Culture

Making a Difference at Uber and Airbnb, the Story of a Reliability Engineer

5 Jan 2021 1:56pm, by

Welcome to The New Stack Makers: Scaling New Heights, a series of interviews, conducted by Scalyr CEO Christine Heckart, that cover the challenges engineering managers have faced when scaling architectures to support the demands of the business.

Uber. Recall the company in 2017, the management, the scale, and the post by then Uber engineer Susan Fowler, which detailed her terrible run-in with the workplace sexism that plagued the company at the time. Uber had scalability issues to confront, but also, less known at the time, was crippled by serious HR issues as well, ones that left Fowler, an invaluable microservices expert, totally alienated from the company.

Site Reliability Engineering was new to Uber, as the company’s engineers were still developing microservices that broke off from what she describes as its “monolithic” API. It was an exciting time to be at Uber. She chose a team to work with that would play to her expertise. And then the troubles started. Her manager said he was looking for women to have sex with. From that point, it just got worse. Fowler captured her experience in her subsequent book “Whistleblower.”


Scaling New Heights EP #8 – Making a Difference at Airbnb, the Story of a Reliability Engineer

Also available on Apple Podcasts, Google Podcasts, Overcast, PlayerFM, Pocket Casts, Spotify, Stitcher, TuneIn

In this interview with Heckart, Donald Sumbry, who was at Uber then and now heads reliability engineering at Airbnb, was not aware of the issues internally at Uber, due, he says, to the work and all the technical problems that needed resolving.

“In early 2017, we had the Susan Fowler blog post, and one of the things I remember the most was that some of what was what had happened was actually a surprise to me,” Sumbry said, “And I realized that I was so knee-deep in the work that I was doing, that there were so many problems to solve. And we attracted the type of people that just jumped into a problem. And you know, you know, spend all your time trying to solve it the right away, that it was sort of easy to miss some of the things that were happening around you.”

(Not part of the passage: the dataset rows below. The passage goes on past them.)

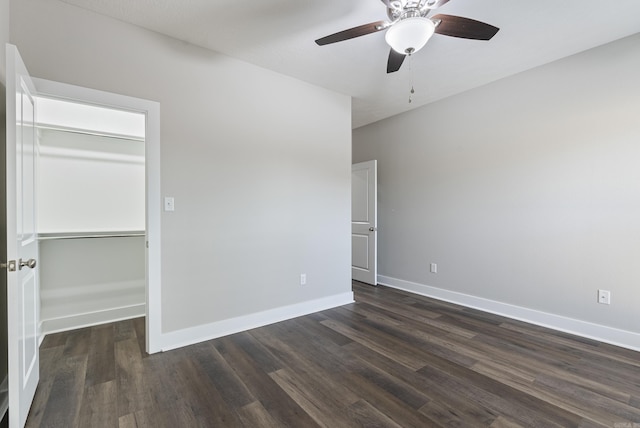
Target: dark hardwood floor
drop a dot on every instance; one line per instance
(390, 360)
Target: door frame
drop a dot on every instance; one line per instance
(151, 110)
(369, 275)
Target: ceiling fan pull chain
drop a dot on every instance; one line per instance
(411, 79)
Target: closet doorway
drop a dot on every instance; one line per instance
(98, 208)
(91, 214)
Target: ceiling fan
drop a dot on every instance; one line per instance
(409, 28)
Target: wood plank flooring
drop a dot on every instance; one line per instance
(392, 359)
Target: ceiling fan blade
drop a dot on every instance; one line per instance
(434, 4)
(457, 26)
(395, 61)
(351, 33)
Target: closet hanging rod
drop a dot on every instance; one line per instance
(89, 235)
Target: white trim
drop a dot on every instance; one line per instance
(88, 319)
(151, 109)
(613, 336)
(201, 333)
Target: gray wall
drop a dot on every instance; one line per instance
(525, 191)
(258, 163)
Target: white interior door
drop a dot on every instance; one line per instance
(22, 240)
(364, 205)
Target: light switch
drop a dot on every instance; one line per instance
(169, 204)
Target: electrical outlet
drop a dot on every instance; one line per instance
(169, 203)
(604, 297)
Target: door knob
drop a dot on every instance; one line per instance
(31, 263)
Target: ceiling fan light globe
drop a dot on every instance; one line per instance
(410, 35)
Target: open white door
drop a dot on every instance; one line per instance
(364, 206)
(22, 240)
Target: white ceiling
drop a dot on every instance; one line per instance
(279, 35)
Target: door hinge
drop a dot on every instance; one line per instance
(11, 265)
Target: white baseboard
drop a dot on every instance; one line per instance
(88, 319)
(614, 336)
(190, 336)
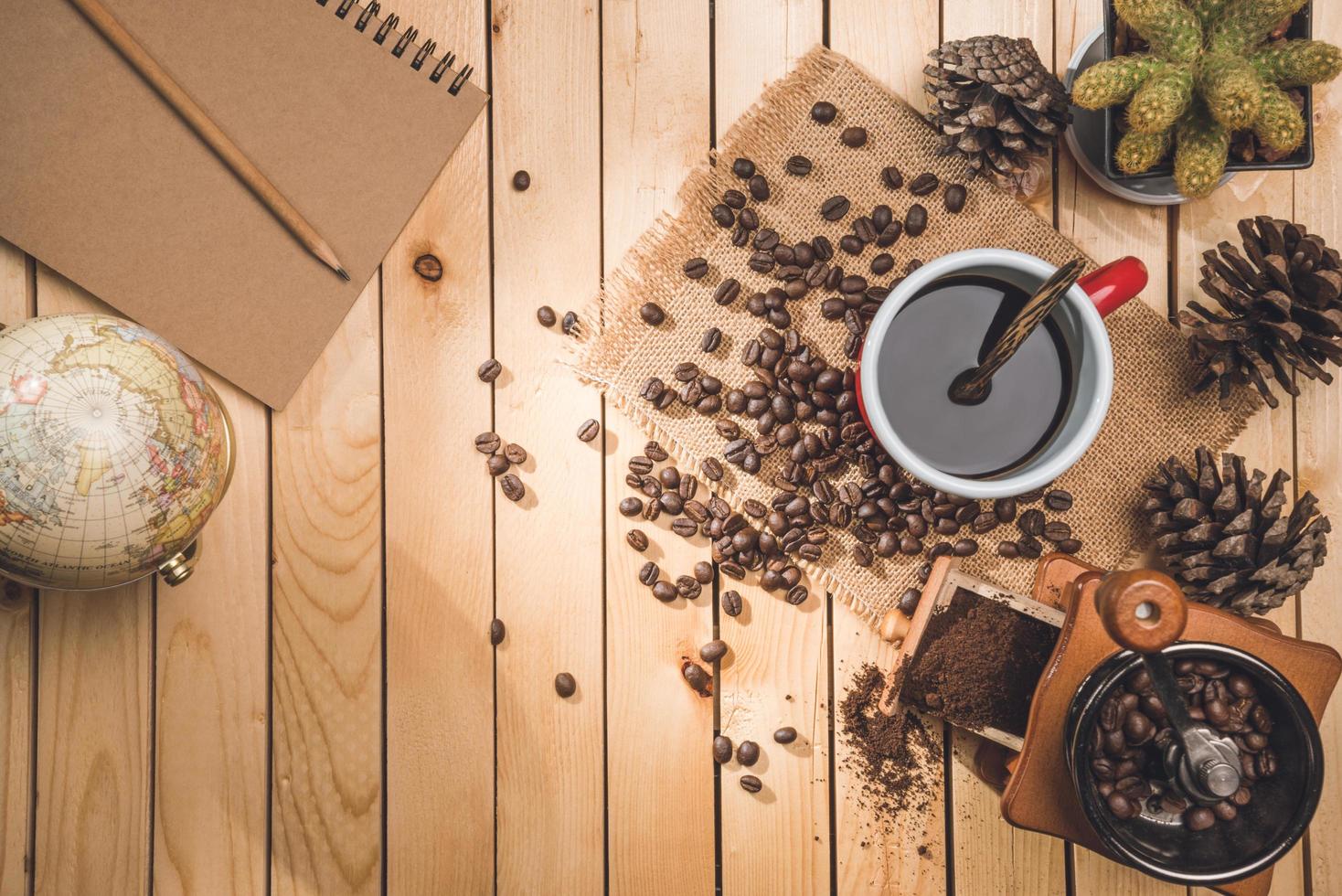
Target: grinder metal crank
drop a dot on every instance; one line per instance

“And if there’s one big lesson I’ve learned from that, it’s that you got to pay attention to everything, you can’t be super focused on, you know, one specific problem,” Sumbry said.

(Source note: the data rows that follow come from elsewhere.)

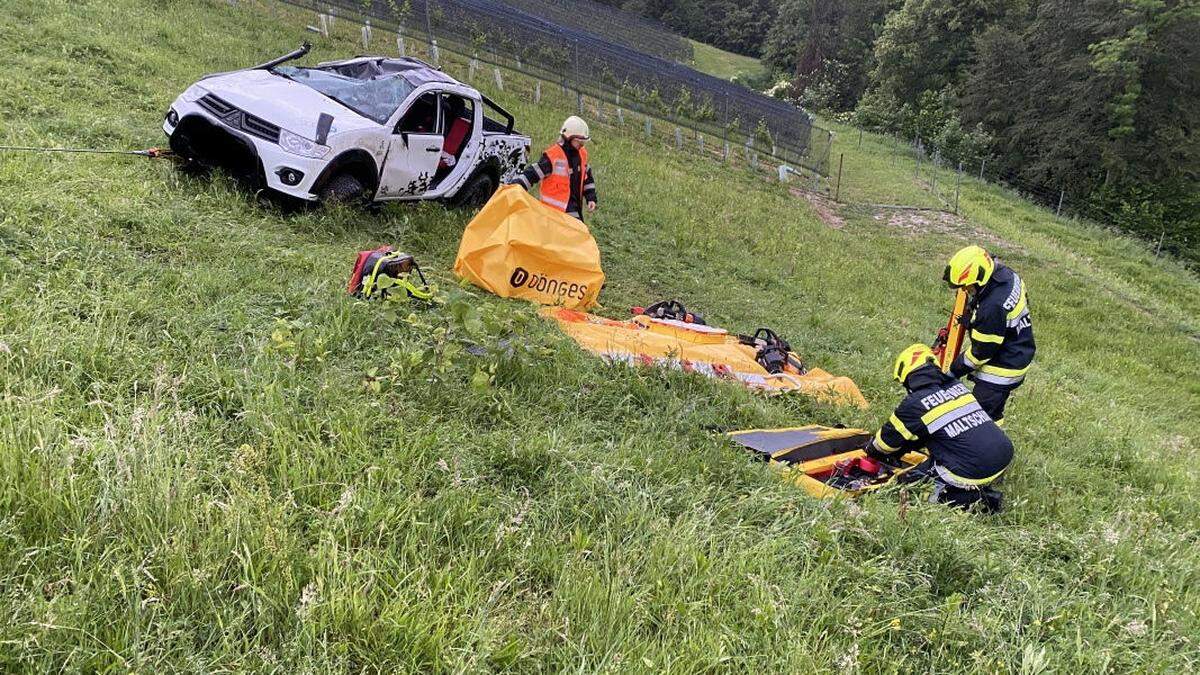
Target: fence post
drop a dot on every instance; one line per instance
(429, 24)
(958, 186)
(837, 192)
(726, 129)
(575, 75)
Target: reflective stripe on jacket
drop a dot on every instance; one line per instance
(1001, 333)
(941, 414)
(556, 186)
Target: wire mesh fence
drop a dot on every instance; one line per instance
(708, 111)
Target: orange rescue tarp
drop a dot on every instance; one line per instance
(695, 348)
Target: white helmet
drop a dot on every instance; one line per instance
(575, 127)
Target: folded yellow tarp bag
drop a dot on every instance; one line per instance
(519, 248)
(706, 350)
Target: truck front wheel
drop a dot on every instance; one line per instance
(343, 187)
(477, 191)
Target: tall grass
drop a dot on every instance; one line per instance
(211, 459)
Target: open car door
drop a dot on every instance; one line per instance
(413, 150)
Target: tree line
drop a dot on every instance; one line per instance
(1099, 99)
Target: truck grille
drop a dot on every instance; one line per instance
(234, 117)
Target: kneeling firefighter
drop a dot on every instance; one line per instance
(967, 452)
(567, 181)
(1000, 327)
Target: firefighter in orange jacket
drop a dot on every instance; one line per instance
(567, 181)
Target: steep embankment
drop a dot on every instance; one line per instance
(210, 458)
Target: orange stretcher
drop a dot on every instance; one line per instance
(694, 347)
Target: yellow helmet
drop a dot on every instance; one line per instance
(910, 359)
(970, 266)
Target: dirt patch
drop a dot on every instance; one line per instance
(825, 207)
(929, 221)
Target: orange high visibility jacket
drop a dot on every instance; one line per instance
(556, 186)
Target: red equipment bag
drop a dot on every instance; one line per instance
(360, 266)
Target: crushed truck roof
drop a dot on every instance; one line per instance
(415, 71)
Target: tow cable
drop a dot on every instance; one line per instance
(150, 153)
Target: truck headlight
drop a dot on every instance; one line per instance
(301, 145)
(193, 93)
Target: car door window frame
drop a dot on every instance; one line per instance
(436, 95)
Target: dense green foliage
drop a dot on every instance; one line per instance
(211, 460)
(1099, 99)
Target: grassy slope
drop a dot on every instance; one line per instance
(719, 63)
(179, 490)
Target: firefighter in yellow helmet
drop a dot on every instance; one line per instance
(999, 323)
(967, 452)
(567, 180)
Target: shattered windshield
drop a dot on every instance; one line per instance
(375, 99)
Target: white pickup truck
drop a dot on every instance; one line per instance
(364, 129)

“But that said, you know, there’s a lot of people like me that spent a lot of time over, you know, the next few years, really working hard to improve the culture at Uber to really help implement positive changes,” Sumbry said. “I’m really, really proud of a lot of stuff that we did there over the years. You know, I feel like I’m one of those people that left it in a much better situation after I left them before I started there. You know, I’m definitely really proud of that.”

As a reliability engineer, there were challenges in reporting on a single, global availability metric from the thousands of microservices Uber was running. To measure and report on the availability of the infrastructure proved to be a lot of work. It had been attempted three times before without success.

It took a year but Sumbry and his team did it — they provided a way to show the global availability in a clean way.

“Now I see that the industry, in general, is now moving towards measuring availability in the same way,” Sumbry said, “And so I think to an extent we were a little bit ahead of everyone else. And now, you know, everyone else is kind of catching up right now. So that was awesome.”

Today, the contrast between Uber and Airbnb is in terms of the requirements of scale-out architecture with deeper contrasts in the business dynamics. Uber is a transactional business, the customer experience is often just about 15 minutes. For an Airbnb customer, it’s a relationship, a brand experience with often the cost to the customer of several hundred dollars.

Joining Airbnb, Sumbry brought what he learned at Uber about looking at the big picture. He also learned to avoid the savior complex. Every company is different, no matter how much it may seem that the engineer has seen it all and can solve all the problems.

“So you know, as you’re taking everything in on that big meta-level, you have to understand what’s different about the company that you’re at, take the time to actually learn that, and then apply your own unique knowledge and experience on top of that, as well,” Sumbry said.And so I’m definitely keeping that in mind today. If I could have helped do that at Uber, like back in the day as well, you know, it would be one of those things I, I probably just tweak a little bit or change as well.”